C'est un couple de femmes pacsées, Corinne Cestino et Sophie Hasslauer, mères de quatre enfants, qui contestait les articles 75 et 144 du Code civil réservant le mariage aux couples composés d'un homme et d'une femme. Elles invoquent la liberté du mariage, le droit de mener une vie familiale normale et le principe d'égalité devant la loi.
Mais les "Sages" ont déclaré que les articles incriminés étaient conformes à la Constitution. Le législateur, écrivent-ils, a tout à fait le droit d'estimer que "la différence de situation entre les couples de même sexe et les couples composés d'un homme et d'une femme (peut) justifier une différence de traitement quant aux règles du droit de la famille".
"Il n'y a pas de raison qu'on n'ait pas les mêmes droits que les autres et qu'on soit traitées comme des citoyens de deuxième zone", a réagi Sophie Hasslauer sur BFMTV. "La société française est prête, le blocage se fait au niveau des politiques", a estimé Corinne Cestino sur France Info, précisant qu'elles allaient poursuivre leur combat, ne serait-ce que pour la protection légale de leurs enfants.
Pour l'avocate Caroline Mécary qui représentait l'Association des parents gays et lesbiens (APGL) et SOS Homophobie intervenues pour soutenir le couple lesbien, "le Conseil constitutionnel vient de rater une occasion historique de mettre un terme à une discrimination devenue intolérable" pour les couples lesbiens et gays.
L'approche de l'élection présidentielle de 2012 devrait éviter que le débat ne sombre dans les marais de la politique française.
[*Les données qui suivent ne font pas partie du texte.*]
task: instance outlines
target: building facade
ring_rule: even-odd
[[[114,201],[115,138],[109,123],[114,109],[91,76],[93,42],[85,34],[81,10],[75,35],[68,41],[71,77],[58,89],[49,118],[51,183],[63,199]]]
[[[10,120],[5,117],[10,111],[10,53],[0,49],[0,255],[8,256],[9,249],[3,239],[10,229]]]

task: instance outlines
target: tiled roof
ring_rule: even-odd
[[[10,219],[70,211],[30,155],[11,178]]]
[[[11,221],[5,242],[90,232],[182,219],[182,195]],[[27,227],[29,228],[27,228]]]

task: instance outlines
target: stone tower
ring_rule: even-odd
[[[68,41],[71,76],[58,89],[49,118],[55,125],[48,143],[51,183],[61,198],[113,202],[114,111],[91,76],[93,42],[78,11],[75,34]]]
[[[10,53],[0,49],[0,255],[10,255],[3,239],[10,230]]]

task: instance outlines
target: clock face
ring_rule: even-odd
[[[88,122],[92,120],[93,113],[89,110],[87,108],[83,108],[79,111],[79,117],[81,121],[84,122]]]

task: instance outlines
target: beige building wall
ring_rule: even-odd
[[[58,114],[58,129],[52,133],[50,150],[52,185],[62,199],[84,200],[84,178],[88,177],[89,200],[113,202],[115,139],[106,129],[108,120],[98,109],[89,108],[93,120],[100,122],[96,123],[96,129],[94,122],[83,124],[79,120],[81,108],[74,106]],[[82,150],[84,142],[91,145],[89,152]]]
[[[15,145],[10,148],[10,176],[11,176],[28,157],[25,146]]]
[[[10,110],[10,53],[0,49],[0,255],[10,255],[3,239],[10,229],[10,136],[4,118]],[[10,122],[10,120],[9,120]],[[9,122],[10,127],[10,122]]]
Le président des socialistes à l'Assemblée nationale, Jean-Marc Ayrault, a d'ailleurs annoncé qu'"avant l'été" son groupe inscrirait une proposition de loi reconnaissant le mariage homosexuel à l'ordre du jour des députés.
Le mariage homosexuel est légal dans sept pays d'Europe: Pays-Bas, Belgique, Espagne, Norvège, Suède, Portugal et Islande. En Grande-Bretagne, il existe un partenariat civil qui ouvre aux couples lesbiens et gays des droits similaires à ceux des couples hétérosexuels mariés.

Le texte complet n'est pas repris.